Двадцать четыре секунды до последнего выстрела (СИ) - Коновалова Екатерина Сергеевна. Страница 131
Он не думал, что скажет это. Но голос Джима, все мысли, которые он сам передумал, пока работал над сценарием, этот дурацкий вопрос про одежду — всё это буквально заставило его предложить встречу.
— Увидимся ещё раз, без Елены и агентов у выхода, просто поговорим. Ты не пьёшь, да? Не то, что алкоголь, даже кофе… Я заварю чай.
«А потом порву к чертям сценарий „Стены“, потому что смогу сказать всё то же самое проще и точнее».
— Мы обсудим всё, Джим. Потому что я действительно понимаю.
— Ещё не до конца, — шёпотом ответил Джим, — но скоро, сладкий. Прости, если не поздравлю с Рождеством.
И он отключился. Несмотря на одеяло, Александру стало очень холодно, и сна не было ни в одном глазу.
Ничего особенного
Клумбой никто не занимался, поэтому она давно промокла, заросла сорной травой. На крошащемся каменном бордюре сидеть было неудобно, но он сидел. И мял в пальцах головку одуванчика. Она уже не была жёлтой или даже зелёной, она стала бурой, волокнистой, но он не бросал её, хотя тут же росло ещё семь свежих цветков.
Рядом закурили. Ему не нужно было даже поднимать головы, чтобы понять, что за человек присел рядом. Старше отца. Пьёт… тоже. Работает руками. Пыльно. Хочет заговорить.
Он не хотел говорить. Но человек бы заставил. От таких легко не отвяжешься, это он знал.
— Ты грустный, приятель, — прокуренным голосом сказал человек.
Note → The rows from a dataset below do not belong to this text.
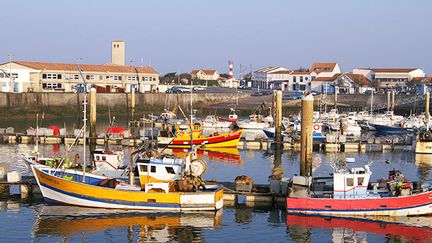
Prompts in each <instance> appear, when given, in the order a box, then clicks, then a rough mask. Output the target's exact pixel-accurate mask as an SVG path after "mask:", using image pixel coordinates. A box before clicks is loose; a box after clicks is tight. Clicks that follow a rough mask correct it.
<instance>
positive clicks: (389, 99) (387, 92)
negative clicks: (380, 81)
mask: <svg viewBox="0 0 432 243" xmlns="http://www.w3.org/2000/svg"><path fill="white" fill-rule="evenodd" d="M387 111H390V92H389V91H388V88H387Z"/></svg>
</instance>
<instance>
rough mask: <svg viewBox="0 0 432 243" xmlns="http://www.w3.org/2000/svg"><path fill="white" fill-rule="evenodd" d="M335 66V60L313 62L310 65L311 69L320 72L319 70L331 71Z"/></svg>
mask: <svg viewBox="0 0 432 243" xmlns="http://www.w3.org/2000/svg"><path fill="white" fill-rule="evenodd" d="M335 67H336V63H335V62H322V63H320V62H317V63H314V64H313V65H312V67H311V69H310V70H311V71H312V72H315V73H317V74H318V73H321V72H332V71H333V70H334V69H335Z"/></svg>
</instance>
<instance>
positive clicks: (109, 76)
mask: <svg viewBox="0 0 432 243" xmlns="http://www.w3.org/2000/svg"><path fill="white" fill-rule="evenodd" d="M106 79H107V80H109V81H121V76H116V75H110V76H106Z"/></svg>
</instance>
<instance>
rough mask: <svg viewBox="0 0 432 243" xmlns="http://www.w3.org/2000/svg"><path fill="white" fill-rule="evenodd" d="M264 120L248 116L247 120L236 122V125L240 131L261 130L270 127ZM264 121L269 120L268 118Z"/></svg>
mask: <svg viewBox="0 0 432 243" xmlns="http://www.w3.org/2000/svg"><path fill="white" fill-rule="evenodd" d="M264 120H265V118H263V117H262V116H261V115H256V114H252V115H250V116H249V119H248V120H244V121H238V122H237V125H238V127H240V128H242V129H250V130H262V129H263V128H265V127H269V126H270V124H269V123H268V122H265V121H264ZM266 120H270V118H268V119H266Z"/></svg>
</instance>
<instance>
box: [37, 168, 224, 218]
mask: <svg viewBox="0 0 432 243" xmlns="http://www.w3.org/2000/svg"><path fill="white" fill-rule="evenodd" d="M32 170H33V173H34V175H35V177H36V181H37V183H38V185H39V187H40V190H41V193H42V196H43V197H44V199H45V200H46V201H48V202H52V203H60V204H67V205H74V206H82V207H94V208H108V209H134V210H156V211H172V212H179V211H216V210H218V209H220V208H222V207H223V188H222V187H218V188H217V189H215V190H212V191H205V192H193V193H186V192H168V193H158V192H154V193H153V192H143V191H133V190H118V189H112V188H106V187H100V186H95V185H88V184H84V183H79V182H75V181H71V180H66V179H63V178H59V177H57V176H52V175H50V174H49V173H47V172H44V171H42V170H41V169H39V168H37V166H32ZM86 177H92V175H91V174H89V175H86Z"/></svg>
Он промолчал, но бросил на землю то, что осталось от одуванчика. Люди не любят, когда что-то мнут в руках, особенно до такого состояния. Сразу начинают смотреть.
— Что-то случилось?
Вчера он ответил бы, что ничего, потом извинился бы и сказал, что мама послала его в магазин. Это всегда хороший повод уйти по своим делам, даже для того, кого мама никуда и никогда уже не пошлёт. Но сегодня он вырос. Он поднял на человека взгляд и спросил:
— А если и да? — специально громко. Взрослые, в отличие от детей, не любят громких разговоров. Боятся, что их подслушают. Потому что подслушивают сами. Им это нравится.
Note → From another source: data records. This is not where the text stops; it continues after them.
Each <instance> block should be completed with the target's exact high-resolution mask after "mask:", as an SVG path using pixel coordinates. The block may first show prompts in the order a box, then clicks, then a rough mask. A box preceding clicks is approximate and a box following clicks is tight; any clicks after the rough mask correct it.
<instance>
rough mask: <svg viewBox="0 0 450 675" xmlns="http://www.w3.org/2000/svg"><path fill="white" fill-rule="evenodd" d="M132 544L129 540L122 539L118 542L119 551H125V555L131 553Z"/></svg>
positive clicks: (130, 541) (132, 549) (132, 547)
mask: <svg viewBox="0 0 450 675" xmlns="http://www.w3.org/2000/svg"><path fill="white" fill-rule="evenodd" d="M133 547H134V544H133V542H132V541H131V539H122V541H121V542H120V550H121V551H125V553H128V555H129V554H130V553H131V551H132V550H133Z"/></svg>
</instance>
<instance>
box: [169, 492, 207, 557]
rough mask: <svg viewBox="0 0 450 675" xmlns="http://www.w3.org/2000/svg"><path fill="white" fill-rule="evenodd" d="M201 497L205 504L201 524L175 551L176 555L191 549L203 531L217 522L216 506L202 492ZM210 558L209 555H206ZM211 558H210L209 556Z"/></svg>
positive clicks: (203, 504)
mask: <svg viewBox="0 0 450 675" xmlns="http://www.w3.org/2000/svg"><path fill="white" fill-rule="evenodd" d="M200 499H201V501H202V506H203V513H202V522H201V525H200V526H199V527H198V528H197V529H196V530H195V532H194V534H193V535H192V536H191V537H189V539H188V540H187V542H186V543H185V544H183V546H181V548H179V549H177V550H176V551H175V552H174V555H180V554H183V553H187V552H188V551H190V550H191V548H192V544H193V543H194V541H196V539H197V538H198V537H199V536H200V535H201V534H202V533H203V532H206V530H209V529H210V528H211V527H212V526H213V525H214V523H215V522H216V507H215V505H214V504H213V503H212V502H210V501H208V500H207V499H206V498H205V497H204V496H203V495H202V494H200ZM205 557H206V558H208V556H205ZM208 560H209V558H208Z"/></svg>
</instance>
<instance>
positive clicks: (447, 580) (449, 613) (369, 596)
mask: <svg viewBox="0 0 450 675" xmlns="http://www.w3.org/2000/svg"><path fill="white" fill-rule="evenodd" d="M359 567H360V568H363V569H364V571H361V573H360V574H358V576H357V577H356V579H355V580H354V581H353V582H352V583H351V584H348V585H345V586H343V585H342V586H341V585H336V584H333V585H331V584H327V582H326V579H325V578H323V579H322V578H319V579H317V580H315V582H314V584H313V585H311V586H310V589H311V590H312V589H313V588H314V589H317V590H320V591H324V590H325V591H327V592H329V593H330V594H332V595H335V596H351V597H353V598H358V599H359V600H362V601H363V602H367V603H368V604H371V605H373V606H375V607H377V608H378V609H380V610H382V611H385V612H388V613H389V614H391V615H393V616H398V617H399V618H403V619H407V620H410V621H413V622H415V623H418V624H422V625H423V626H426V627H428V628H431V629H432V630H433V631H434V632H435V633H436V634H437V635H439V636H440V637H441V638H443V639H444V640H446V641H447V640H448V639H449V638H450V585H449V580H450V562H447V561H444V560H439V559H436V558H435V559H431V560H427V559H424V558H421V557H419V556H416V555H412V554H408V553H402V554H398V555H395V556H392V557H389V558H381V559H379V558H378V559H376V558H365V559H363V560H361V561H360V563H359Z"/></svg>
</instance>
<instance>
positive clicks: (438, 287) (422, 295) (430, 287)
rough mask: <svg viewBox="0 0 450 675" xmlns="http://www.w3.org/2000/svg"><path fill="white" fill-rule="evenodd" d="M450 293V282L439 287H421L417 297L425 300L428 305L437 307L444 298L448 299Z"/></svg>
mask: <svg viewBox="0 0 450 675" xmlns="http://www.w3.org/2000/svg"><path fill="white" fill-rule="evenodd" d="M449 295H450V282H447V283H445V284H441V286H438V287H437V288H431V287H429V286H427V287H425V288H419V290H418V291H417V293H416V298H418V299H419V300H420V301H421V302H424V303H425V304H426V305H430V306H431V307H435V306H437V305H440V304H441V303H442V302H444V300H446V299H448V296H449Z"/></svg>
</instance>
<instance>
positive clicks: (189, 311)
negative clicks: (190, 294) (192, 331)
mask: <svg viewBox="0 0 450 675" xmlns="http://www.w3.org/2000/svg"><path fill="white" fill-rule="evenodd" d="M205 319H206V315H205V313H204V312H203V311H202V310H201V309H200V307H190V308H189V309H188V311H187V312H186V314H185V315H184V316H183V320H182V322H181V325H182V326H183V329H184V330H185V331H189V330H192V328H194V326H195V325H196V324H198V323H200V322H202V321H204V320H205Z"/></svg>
— Тогда я мог бы тебе помочь, — проговорил человек, затушил сигарету и кинул на клумбу. Сигарету он не докурил, и казалось, будто затушил её специально, чтобы его собеседнику не мешал дым. — Я Уолтер МакКенна, Уолли для друзей. А тебя как зовут?
«Джим».
Ему нравилось думать, что тогда он назвал именно это имя. Впрочем, подошло бы и «Рич», тоже неплохо звучало. «Дейв». «Стив».
— Рад знакомству, Джим, — Уолтер (Уолли) МакКенна протянул ему руку. Джим не любил, когда взрослые подавали ему руку с таким выражением лица. Оно переводилось как: «Давай я сделаю вид, что ты взрослый мужчина и я считаюсь с тобой», — и было по сути своей полнейшим дерьмовым обманом.
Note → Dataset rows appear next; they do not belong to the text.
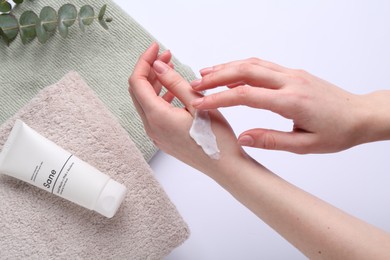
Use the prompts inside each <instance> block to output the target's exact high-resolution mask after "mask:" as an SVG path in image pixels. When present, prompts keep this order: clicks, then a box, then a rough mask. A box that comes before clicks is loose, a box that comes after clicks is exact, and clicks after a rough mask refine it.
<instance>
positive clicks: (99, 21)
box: [99, 19, 108, 30]
mask: <svg viewBox="0 0 390 260" xmlns="http://www.w3.org/2000/svg"><path fill="white" fill-rule="evenodd" d="M99 24H100V25H101V26H102V27H103V28H104V29H106V30H108V26H107V24H106V21H104V19H102V20H99Z"/></svg>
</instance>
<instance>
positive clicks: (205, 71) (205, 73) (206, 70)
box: [199, 67, 213, 76]
mask: <svg viewBox="0 0 390 260" xmlns="http://www.w3.org/2000/svg"><path fill="white" fill-rule="evenodd" d="M212 71H213V68H212V67H209V68H204V69H201V70H200V71H199V72H200V75H202V76H204V75H207V74H209V73H210V72H212Z"/></svg>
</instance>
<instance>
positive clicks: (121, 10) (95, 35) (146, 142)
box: [0, 0, 194, 160]
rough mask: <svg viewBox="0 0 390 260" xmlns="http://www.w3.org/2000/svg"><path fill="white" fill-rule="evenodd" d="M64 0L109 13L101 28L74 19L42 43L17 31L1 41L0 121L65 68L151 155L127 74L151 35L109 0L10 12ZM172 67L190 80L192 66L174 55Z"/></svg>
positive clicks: (138, 147) (80, 1) (39, 89)
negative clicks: (77, 22) (107, 108)
mask: <svg viewBox="0 0 390 260" xmlns="http://www.w3.org/2000/svg"><path fill="white" fill-rule="evenodd" d="M65 3H73V4H74V5H75V6H76V7H77V8H78V9H79V8H80V7H81V6H83V5H85V4H90V5H91V6H92V7H93V8H94V9H95V12H98V10H99V9H100V7H102V6H103V5H104V4H107V15H106V16H109V17H112V18H113V21H112V22H111V23H108V27H109V30H107V31H106V30H104V29H103V28H102V27H101V26H100V25H99V24H98V23H97V21H94V23H93V24H92V25H91V26H87V28H86V29H87V31H86V32H85V33H83V32H81V30H80V28H78V25H77V24H74V25H73V26H72V27H70V30H69V36H68V38H66V39H63V38H62V37H61V36H60V35H59V34H58V32H57V33H56V35H55V36H54V37H52V38H50V40H49V41H48V42H47V43H46V44H40V43H39V42H38V41H37V40H36V39H35V40H34V41H33V42H31V43H29V44H27V45H24V46H23V44H22V42H21V40H20V37H19V36H18V38H17V39H16V40H15V41H14V42H13V43H11V46H10V47H6V45H5V44H4V43H0V124H1V123H3V122H4V121H5V120H6V119H8V118H9V117H11V116H12V115H13V114H14V113H15V112H16V111H18V110H19V109H20V108H21V107H22V106H23V105H25V104H26V103H27V102H28V101H29V100H30V99H31V98H32V97H34V96H35V95H36V94H37V93H38V91H39V90H41V89H42V88H43V87H45V86H48V85H51V84H54V83H55V82H57V80H58V79H60V78H62V77H63V75H65V74H66V73H67V72H68V71H71V70H74V71H77V72H78V73H79V74H80V75H81V76H82V77H83V78H84V79H85V81H86V82H87V84H88V85H89V86H91V88H93V90H94V92H95V93H97V95H98V97H99V98H100V99H101V100H102V101H103V102H104V104H105V105H106V106H107V107H108V108H109V110H110V111H111V112H112V113H113V114H114V115H115V116H116V117H117V118H118V119H119V121H120V124H121V125H122V126H123V127H124V128H125V129H126V130H127V132H128V133H129V134H130V136H131V138H132V140H133V141H134V143H135V144H136V146H137V147H138V149H140V151H141V152H142V154H143V155H144V158H145V159H146V160H149V159H150V158H151V157H152V156H153V154H154V153H155V152H156V150H157V149H156V147H154V145H153V143H152V142H151V141H150V140H149V138H148V137H147V136H146V135H145V132H144V129H143V127H142V123H141V121H140V118H139V117H138V115H137V113H136V110H135V108H134V107H133V104H132V102H131V99H130V97H129V94H128V91H127V89H128V77H129V75H130V74H131V72H132V70H133V68H134V64H135V63H136V61H137V60H138V57H139V55H140V54H141V53H142V52H143V51H144V50H145V49H146V48H147V47H148V46H149V45H150V43H151V42H152V41H154V40H155V39H154V38H153V37H152V36H151V35H150V34H149V33H148V32H146V31H145V30H144V29H143V28H142V26H140V25H139V24H138V23H137V22H135V21H134V20H133V19H132V18H131V17H129V15H127V14H126V13H125V12H124V11H123V10H122V9H121V8H120V7H118V6H117V5H116V4H115V3H113V2H112V1H110V0H96V1H95V0H93V1H92V0H91V1H85V0H58V1H57V0H56V1H54V0H51V1H49V0H40V1H24V3H23V4H21V5H20V6H19V7H18V8H16V9H15V12H14V14H15V15H16V16H17V17H20V14H21V13H22V12H23V11H24V10H29V9H30V10H34V11H35V12H36V13H38V14H39V11H40V10H41V9H42V7H43V6H46V5H49V6H52V7H53V8H54V9H56V10H58V9H59V7H60V6H61V5H63V4H65ZM173 62H174V64H175V68H176V69H177V70H178V71H179V72H180V73H181V74H182V75H183V76H184V77H186V78H187V79H188V80H190V79H193V78H194V75H193V73H192V72H191V70H190V69H188V68H187V67H186V66H184V65H182V64H180V63H179V62H178V61H177V60H175V59H174V60H173Z"/></svg>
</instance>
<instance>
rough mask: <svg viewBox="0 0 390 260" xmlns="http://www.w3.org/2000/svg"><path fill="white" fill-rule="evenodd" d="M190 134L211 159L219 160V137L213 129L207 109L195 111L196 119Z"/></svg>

Джим пожал руку, и Уолтер МакКенна спросил:
— Так чем я могу тебе помочь, Джим? Ты правда выглядишь грустным.
— Ты мне не поверишь, если я скажу… Уолли, — ответил Джим, сделав долгую паузу перед тем, как произнести короткое имя. Но оно ему понравилось. Легко прозвучало. И человеку этому хорошо подходило: с рыжими светлыми волосами, широким лицом, большим носом и яркими синими глазами он действительно выглядел как кто-то, кого можно называть «Уолли».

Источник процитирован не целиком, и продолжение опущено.